Having thus anticipated by more than a century both swarm intelligence and DNA inheritance theory, Edison gave up trying to understand relativity and returned to the more tangible universe he preferred.
A Big Bump for Cookies
As he saw it, his first order of business in the new decade was to reimpose his own—highly individual—personality upon Thomas A. Edison, Inc., the sprawling industrial conglomerate that he had been forced to neglect during the war. He chose not to notice that it had thereby done much better than it had in earlier years, when he had run its manifold activities—phonograph and record production, movie making, cement milling, storage battery development, and laboratory research—with such autocratic willfulness as to make his executives despair of ever influencing him.
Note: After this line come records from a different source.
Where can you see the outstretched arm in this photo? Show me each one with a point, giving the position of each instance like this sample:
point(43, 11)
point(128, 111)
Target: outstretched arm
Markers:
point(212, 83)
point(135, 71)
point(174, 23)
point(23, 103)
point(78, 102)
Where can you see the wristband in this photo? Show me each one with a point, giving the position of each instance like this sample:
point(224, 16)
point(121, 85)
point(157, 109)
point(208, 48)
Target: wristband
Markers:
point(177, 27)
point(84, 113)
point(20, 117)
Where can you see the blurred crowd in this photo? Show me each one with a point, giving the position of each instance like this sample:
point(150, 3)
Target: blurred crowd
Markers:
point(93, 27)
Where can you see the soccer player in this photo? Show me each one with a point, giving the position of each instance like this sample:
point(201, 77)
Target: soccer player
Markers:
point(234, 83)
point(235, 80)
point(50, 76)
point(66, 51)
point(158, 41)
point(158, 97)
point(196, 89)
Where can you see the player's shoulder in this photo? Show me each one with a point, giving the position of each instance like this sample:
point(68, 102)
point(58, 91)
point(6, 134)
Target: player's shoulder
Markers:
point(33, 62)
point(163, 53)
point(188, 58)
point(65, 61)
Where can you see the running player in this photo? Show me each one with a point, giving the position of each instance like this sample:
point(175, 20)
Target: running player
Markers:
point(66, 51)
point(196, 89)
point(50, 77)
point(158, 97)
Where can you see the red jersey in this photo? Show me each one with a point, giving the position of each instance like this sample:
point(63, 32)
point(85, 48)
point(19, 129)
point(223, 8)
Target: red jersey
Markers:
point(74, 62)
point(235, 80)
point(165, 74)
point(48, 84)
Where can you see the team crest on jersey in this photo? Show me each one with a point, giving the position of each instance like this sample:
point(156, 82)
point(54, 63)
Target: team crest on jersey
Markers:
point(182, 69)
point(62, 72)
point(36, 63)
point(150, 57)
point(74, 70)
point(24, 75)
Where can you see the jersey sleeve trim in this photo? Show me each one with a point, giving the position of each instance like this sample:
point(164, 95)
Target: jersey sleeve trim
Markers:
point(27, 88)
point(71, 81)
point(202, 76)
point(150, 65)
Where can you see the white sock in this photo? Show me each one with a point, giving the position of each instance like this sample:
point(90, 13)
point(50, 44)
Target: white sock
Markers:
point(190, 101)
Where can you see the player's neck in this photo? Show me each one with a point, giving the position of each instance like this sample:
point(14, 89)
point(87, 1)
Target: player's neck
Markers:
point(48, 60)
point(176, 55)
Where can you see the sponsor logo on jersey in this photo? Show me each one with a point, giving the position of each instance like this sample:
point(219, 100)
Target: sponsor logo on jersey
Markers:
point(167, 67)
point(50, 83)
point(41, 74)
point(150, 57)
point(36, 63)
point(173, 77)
Edison was not an easy man to advise, being a combination of twinkling charm and bruising imperiousness. In his youth the charm had prevailed, but now that he was a septuagenarian and almost unreachably deaf, the urge to overbear had become a compulsion, and he had lost much of the bonhomie that had kept thousands of men working for him, and worshiping him, over the past half-century. Long gone was the perpetual hint of a smile flickering around the corners of his mouth, as if he were about to break into thigh-slapping laughter. The artist Richard Outcault remembered its radiance back in ’89, when “the boys” presented “the Old Man” with a gold and silver phonograph for his birthday. “Edison’s smile! [It] sweetened up the atmosphere of the whole building. . . . As long as I live the sweet spirit that pervaded the atmosphere of the laboratory will always remain with me.”6
Edison still moved with the jerky energy that kept him awake, and acting more decisively, than young men unable to match his eighteen-hour-a-day schedule. He regarded exercise as a waste of time, and sleep even more so. Since he was twenty, he had maintained his 175-pound, five-foot-nine-and-a-half-inch frame with only a few lapses, quickly corrected. (“I do believe I have a big bump for cookies.”) The most remarkable thing about his appearance, apart from the brilliance of the blue-gray eyes, was the largeness of his head, amplified by its thick mop of snowy hair. He wore custom-made size eight-and-a-half straw hats, and slashed the bands of his caps for comfort. His handshake was perfunctory and surprisingly cold. Monomaniacally focused on whatever current project interested him, he strode at a forward angle, hands in vest pockets, aware only of his destination and completely unconscious of time. He never wore a watch, and made no distinction between day and night, nodding off when he felt like it and expecting his assistants to follow suit. The same went for waking up. If two hours of rest was enough for him, he did not see why anyone else should want more.7
Lovable as he was—or had been in the past—Edison did not return affection, beyond the occasional beaming familiarity, in which there was often a note of tease. He thought hurtful practical jokes—electrified washbasins, a wad of chewing tobacco spat onto a white summer suit, firecrackers tossed at the bare feet of children—were funny. Having made money easily all his life, thanks to phenomenal energy and the mysterious gift of imagination (his personal wealth, at latest calculation, was almost $10 million), he was unmoved by the lesser luck or ill fortune of others, and casual about the loneliness of his wives. Now, returning to his laboratory desk in 1920, he was determined to teach Charles Edison a thing or two about running a large corporation.